What follows is what the controls do, why they count as the most effective current brake on AI capability development, and where they fall short.
The Chips and Tools on the List
The controls restrict the export of advanced AI chips, primarily NVIDIA's H100, A100, and the high-end GPUs that followed, to China and a list of other countries of concern. They also block the export of chip-making equipment from companies like ASML, KLA, and Applied Materials, the equipment those countries would need to manufacture equivalent chips at home.
Compute is the primary input to frontier AI training. Training GPT-4 took somewhere around 25,000 A100 GPUs running for several months, and training frontier models at 2026 scale takes considerably more. Without access to chips in those quantities, you cannot train frontier models at all.
The point is to create a persistent compute gap between US-based labs and potential rivals, China above all, that can't be closed in the near term by buying chips on the open market or by building fabs at home.
Why a Compute Lever Beats the Alternatives
Most AI governance proposals rely on self-reporting, voluntary compliance, or enforcement against distributed actors. Transparency requirements, safety evaluations, registration schemes, liability frameworks: all of them can be evaded, delayed, or worked around, and all of them need international coordination to bite at the frontier.
Compute controls work because the advanced chip supply chain is concentrated, geographically and commercially, in ways that make enforcement practical. TSMC, the only company capable of manufacturing the most advanced chips, operates in Taiwan and sells to the world through a well-documented supply chain. NVIDIA designs in the US. The equipment makers sit in the Netherlands and the US. Controlling exports from these choke points needs no international coordination, because the choke points already sit in the US and among US allies.
Yann LeCun and other critics of AI risk have argued this is excessive.
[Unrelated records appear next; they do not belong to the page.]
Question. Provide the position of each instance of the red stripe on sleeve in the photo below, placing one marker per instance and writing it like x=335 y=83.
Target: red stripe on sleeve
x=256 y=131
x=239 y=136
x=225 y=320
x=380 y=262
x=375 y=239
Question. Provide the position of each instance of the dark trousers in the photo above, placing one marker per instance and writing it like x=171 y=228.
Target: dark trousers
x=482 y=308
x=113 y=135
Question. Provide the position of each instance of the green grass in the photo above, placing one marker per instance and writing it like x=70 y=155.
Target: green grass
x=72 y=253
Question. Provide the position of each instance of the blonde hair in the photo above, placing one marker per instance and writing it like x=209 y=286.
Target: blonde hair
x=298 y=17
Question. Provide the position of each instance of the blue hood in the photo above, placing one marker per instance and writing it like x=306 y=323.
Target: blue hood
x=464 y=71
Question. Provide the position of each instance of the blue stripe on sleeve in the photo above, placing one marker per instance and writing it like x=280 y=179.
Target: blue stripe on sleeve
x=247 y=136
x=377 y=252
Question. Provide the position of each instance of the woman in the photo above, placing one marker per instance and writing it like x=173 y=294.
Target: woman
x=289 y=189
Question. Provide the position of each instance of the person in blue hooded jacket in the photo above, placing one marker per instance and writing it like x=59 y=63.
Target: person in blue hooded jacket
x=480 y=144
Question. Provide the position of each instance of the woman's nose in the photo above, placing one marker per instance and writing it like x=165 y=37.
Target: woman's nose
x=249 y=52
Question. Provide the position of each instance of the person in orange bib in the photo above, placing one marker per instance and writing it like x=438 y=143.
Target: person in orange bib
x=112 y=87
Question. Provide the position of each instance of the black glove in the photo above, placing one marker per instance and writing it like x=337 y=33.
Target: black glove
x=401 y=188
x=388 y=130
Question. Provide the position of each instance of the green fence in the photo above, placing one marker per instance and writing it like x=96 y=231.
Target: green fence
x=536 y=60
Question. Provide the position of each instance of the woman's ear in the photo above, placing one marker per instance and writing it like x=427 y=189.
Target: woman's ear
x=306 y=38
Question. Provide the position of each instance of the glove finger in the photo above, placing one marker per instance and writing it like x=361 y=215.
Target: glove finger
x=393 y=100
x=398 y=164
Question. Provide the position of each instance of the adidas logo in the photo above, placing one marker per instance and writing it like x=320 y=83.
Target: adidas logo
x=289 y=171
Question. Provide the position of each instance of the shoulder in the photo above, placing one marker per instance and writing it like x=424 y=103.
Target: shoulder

They are wrong that the controls are unnecessary, since capability scaling clearly matters for safety, but they are right that the controls are powerful. That is exactly why the controls exist.
The Workarounds and Their Limits
Chinese AI labs have responded in several ways. Huawei's Ascend chips are a domestic alternative, significantly less capable than NVIDIA's best but improving. Chinese companies have purchased chips before the controls and through intermediary countries. Some compute has moved to cloud services in jurisdictions not subject to the same restrictions.
None of these fully close the gap, but they are closing it faster than optimists hoped. Huawei's Ascend 910C, announced in late 2024, benchmarks closer to H100 performance than its predecessors did, and the Chinese government has poured money into domestic semiconductor development. The gap today is probably larger than the gap will be in three years.
So the controls create a meaningful pause rather than a permanent stop. They buy time, and how much depends on how fast domestic alternatives mature and how tightly enforcement holds against the evasion routes.
The Compute Overhang
Here a separate but related idea comes in: the compute overhang. There are algorithmic improvements and architectural innovations that could sharply raise AI capability without any more raw compute, sitting in potential, waiting to be discovered or deployed. Once they are, a given amount of compute becomes far more powerful.
That matters for policy because export controls target compute, not algorithms. A country or organization with limited compute but a major algorithmic breakthrough could close a large gap quickly. AI's history is full of examples: attention mechanisms, transformer architectures, mixture-of-experts, chain-of-thought prompting. Each sharply raised what the same hardware could do.
The compute overhang argument means the margin of safety from export controls is thinner than the raw compute gap suggests. Capability comes from chips multiplied by algorithms, and controls on chips leave algorithms untouched.
Where the Controls Leave Us
The current approach, export controls as the primary lever supplemented by voluntary safety commitments from labs, beats doing nothing but won't hold up as a long-term strategy. Export controls create a gap; they do not solve alignment. They buy time for alignment research and governance to catch up, and they are no substitute for that catch-up actually happening.
The US government has found the right lever, compute, and is pulling it to real effect. The AI safety community has worked out what to do with the time that lever buys: alignment research, governance frameworks, international coordination. The second effort has moved nowhere near as fast as the first one's importance demands.
Chips without alignment are dangerous, and controls that buy time nobody uses well are an opportunity rather than a solution. So far that opportunity hasn't been met with anything like the urgency the situation calls for. The competitive dynamics that drive capability investment don't slow down just because one country's export policy opens a temporary compute gap.